Professor Ormand’s current research deals with the fragments of Greek invective poetry as a form of poetic and political discourse during the 7th and 6th centuries BCE in Greece.
Professor Michel Humm, from the unit for Archaeology and Ancient History in the Mediterranean Area (ArcHiMedE), will welcome Kirk Ormand during his time in Strasbourg.

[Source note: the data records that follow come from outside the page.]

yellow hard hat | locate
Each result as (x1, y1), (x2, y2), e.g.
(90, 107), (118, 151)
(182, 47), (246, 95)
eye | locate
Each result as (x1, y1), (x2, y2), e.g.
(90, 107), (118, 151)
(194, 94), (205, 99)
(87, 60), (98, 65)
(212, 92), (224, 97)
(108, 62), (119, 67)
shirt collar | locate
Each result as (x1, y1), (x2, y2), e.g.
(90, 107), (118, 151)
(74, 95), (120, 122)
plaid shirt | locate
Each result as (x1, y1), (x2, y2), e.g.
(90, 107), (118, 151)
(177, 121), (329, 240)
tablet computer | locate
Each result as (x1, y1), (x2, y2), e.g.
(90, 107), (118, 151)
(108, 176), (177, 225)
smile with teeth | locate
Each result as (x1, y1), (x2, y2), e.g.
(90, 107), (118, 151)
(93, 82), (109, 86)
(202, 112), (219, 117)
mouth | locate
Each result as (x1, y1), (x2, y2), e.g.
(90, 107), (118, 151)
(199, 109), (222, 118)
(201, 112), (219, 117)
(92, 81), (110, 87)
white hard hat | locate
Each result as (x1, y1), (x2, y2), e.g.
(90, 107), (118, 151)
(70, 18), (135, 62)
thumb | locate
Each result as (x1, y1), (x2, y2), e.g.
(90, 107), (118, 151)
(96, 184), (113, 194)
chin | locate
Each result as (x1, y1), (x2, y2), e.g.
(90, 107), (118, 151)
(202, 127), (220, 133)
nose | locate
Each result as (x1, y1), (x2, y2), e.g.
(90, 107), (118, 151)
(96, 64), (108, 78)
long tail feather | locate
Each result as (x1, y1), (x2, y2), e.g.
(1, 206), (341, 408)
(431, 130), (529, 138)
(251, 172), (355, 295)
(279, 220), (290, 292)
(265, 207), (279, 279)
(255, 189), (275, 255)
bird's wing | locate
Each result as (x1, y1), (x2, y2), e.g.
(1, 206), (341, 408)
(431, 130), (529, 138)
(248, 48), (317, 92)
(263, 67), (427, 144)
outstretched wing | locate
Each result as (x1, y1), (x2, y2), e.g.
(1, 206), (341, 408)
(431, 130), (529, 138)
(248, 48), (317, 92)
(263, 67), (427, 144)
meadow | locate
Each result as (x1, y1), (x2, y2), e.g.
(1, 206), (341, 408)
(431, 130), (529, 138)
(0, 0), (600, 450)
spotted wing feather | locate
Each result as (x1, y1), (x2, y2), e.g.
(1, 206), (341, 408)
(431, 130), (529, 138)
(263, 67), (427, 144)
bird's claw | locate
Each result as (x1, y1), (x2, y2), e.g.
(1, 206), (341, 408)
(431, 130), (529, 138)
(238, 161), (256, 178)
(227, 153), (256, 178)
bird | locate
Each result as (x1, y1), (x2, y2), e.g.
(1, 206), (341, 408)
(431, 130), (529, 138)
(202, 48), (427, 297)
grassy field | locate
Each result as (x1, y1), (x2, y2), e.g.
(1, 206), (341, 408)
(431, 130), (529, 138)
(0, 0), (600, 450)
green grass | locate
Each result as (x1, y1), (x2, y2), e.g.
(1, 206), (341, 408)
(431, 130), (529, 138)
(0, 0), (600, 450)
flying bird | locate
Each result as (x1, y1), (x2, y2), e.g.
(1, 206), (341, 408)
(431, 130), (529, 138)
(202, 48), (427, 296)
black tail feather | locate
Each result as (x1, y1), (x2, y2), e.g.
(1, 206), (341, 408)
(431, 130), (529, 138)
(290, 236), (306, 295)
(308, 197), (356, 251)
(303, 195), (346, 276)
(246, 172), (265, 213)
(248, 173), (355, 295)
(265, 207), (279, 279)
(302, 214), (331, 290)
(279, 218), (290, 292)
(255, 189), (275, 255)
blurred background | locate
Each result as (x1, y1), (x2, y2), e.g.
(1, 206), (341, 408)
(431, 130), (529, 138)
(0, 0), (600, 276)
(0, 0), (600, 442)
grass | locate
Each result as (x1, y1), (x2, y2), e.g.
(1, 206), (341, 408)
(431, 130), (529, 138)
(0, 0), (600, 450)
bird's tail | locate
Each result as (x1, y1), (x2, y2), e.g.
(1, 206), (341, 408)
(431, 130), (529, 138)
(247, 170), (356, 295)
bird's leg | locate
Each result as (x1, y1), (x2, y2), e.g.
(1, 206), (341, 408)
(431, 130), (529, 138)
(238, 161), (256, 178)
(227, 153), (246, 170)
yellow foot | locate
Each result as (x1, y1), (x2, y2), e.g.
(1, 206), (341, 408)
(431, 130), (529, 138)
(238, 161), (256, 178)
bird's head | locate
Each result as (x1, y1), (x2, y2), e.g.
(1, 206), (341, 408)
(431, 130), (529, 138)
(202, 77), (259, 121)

Project – Invective poetry, social class, and gender in archaic Greece
01/09/2020 - 31/08/2021
During his USIAS project, Professor Ormand proposes to write a book examining the discursive phenomenon of archaic Greek invective poetry, looking at its characteristics in relation to the social changes that took place during this turbulent period of Greek history. He plans to examine the fragments of Archilochus, Hipponax, and Semonides, as well as invective poems by poets better known for other themes, including Alcaeus, Anacreon, and Sappho. In addition, he will consider the elements of these poets’ biographies, usually regarded as fictional, which serve as testimony to the way that the ancient Greeks thought of their poetry as a reflection of their lives. He will examine this evidence through two lenses of scientific study: their interactions with social class, and their depictions of gender relations. Both structures, as Professor Ormand has argued elsewhere, went through significant changes in the archaic period (Ormand 2014); he sees invective poetry, therefore, as symptomatic of social structures in a state of flux.

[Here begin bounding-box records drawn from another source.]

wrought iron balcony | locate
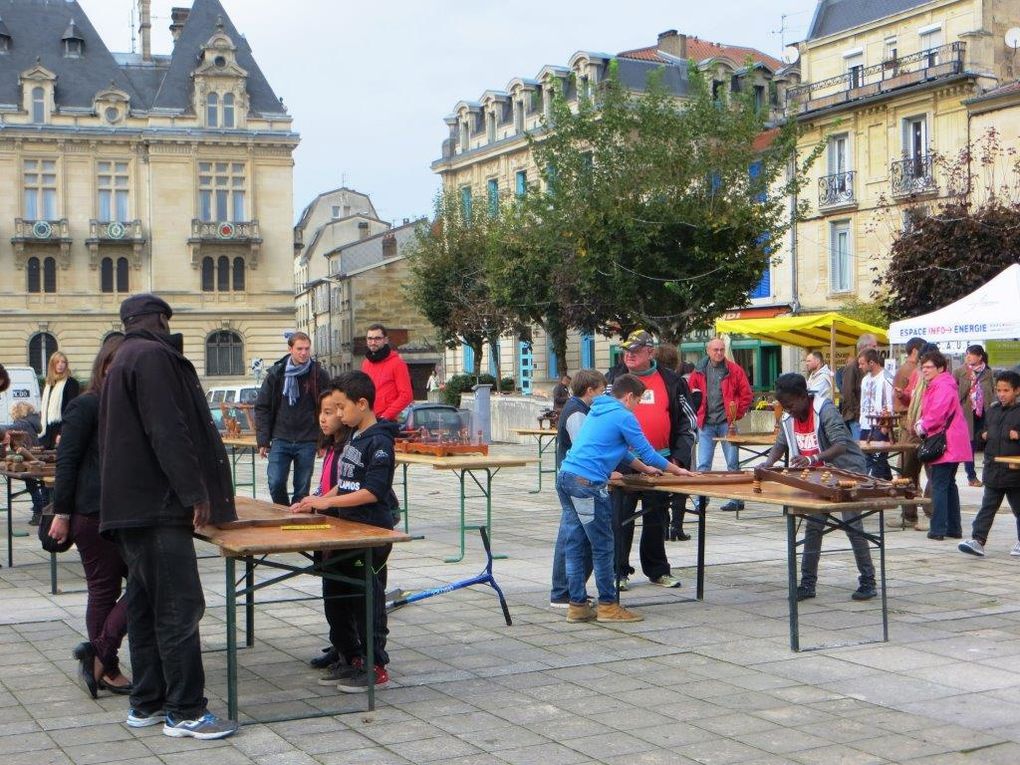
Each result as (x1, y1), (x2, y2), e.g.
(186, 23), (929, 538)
(188, 218), (262, 268)
(786, 42), (967, 113)
(889, 154), (936, 197)
(86, 219), (145, 243)
(818, 170), (857, 209)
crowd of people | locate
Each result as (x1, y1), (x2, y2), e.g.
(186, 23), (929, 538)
(0, 303), (1020, 740)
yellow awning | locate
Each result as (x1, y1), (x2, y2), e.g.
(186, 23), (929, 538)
(715, 312), (888, 349)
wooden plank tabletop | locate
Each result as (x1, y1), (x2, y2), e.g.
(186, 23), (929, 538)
(397, 453), (534, 470)
(614, 481), (931, 514)
(195, 497), (411, 558)
(223, 436), (258, 449)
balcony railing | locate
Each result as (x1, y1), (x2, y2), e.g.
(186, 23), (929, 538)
(818, 170), (857, 208)
(191, 218), (262, 244)
(889, 154), (935, 197)
(786, 42), (967, 113)
(89, 219), (145, 242)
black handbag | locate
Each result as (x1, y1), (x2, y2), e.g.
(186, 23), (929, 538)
(39, 504), (74, 553)
(917, 412), (956, 462)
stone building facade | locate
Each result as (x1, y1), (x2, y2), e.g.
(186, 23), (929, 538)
(432, 30), (799, 393)
(0, 0), (298, 384)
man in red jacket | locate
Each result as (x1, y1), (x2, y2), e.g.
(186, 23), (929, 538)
(361, 324), (414, 420)
(687, 338), (753, 510)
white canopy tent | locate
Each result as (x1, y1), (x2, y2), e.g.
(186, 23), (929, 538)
(888, 263), (1020, 345)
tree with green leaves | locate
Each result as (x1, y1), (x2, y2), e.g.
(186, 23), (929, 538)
(505, 64), (817, 359)
(405, 195), (517, 388)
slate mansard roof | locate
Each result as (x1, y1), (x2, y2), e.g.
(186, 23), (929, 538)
(807, 0), (931, 40)
(0, 0), (286, 116)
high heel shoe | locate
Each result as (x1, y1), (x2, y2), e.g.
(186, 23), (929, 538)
(71, 641), (99, 699)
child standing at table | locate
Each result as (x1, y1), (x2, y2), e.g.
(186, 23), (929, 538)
(556, 374), (691, 622)
(291, 371), (398, 694)
(960, 370), (1020, 558)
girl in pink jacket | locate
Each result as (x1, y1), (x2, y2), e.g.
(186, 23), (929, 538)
(917, 351), (974, 540)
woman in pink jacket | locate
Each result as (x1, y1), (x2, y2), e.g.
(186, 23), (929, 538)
(917, 351), (974, 540)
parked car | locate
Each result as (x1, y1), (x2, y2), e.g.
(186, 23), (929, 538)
(205, 385), (258, 404)
(397, 402), (464, 439)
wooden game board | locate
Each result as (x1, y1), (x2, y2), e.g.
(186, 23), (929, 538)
(754, 465), (918, 502)
(620, 470), (755, 488)
(394, 441), (489, 457)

The two poets most famous for invective in the archaic period are also poets who adopt an anti-elite or “middling” persona. Rather than expressing the values of noble birth, physical beauty, and aristocratic gift-exchange, they champion a moderate lifestyle in the service of the community. Archilochus in particular presents a persona who opposes the elitist values of other genres of poetry (especially epic). He suggests that the target of his attack, a man he calls Lycambes, has violated social agreements, and is therefore subject to public ridicule.
The discourse of invective reveals different modes of thought about women and gender in several ways. First, the genre of invective is in some texts linked to women’s ritual practice, through the figure of Iambe (to whom the iambic sub-genre is linked). Iambe is best known for having relieved Demeter’s grief by making obscene gestures and/or engaging in obscene jokes. In this way, the genre of invective appears to be a “feminine” genre, or at least to have obscure origins in rituals in which men were not allowed. When male poets write invective, however, it has a distinctly masculine slant. Women are sometimes the object of invective attack (though this is much more common in Roman invective): their bodies can be depicted as grotesque, and their behaviour – especially sexual behaviour – is expressed as a violation of social norms. Even when the target of an attack is another man, the narrator frequently ridicules him through a depiction of improper sexual behaviour, or by presenting him as an unsuccessful rival for a woman’s sexual attentions. In this way, invective provides us with insight into men’s anxieties about women and about gendered behavioural norms in the archaic period.
Critical to Professor Ormand’s examination will be the question of why invective, especially iambic invective, flourishes for about 150 years (c. 650-500 BCE) and why it ceases to be an effective genre in the emerging classical poleis.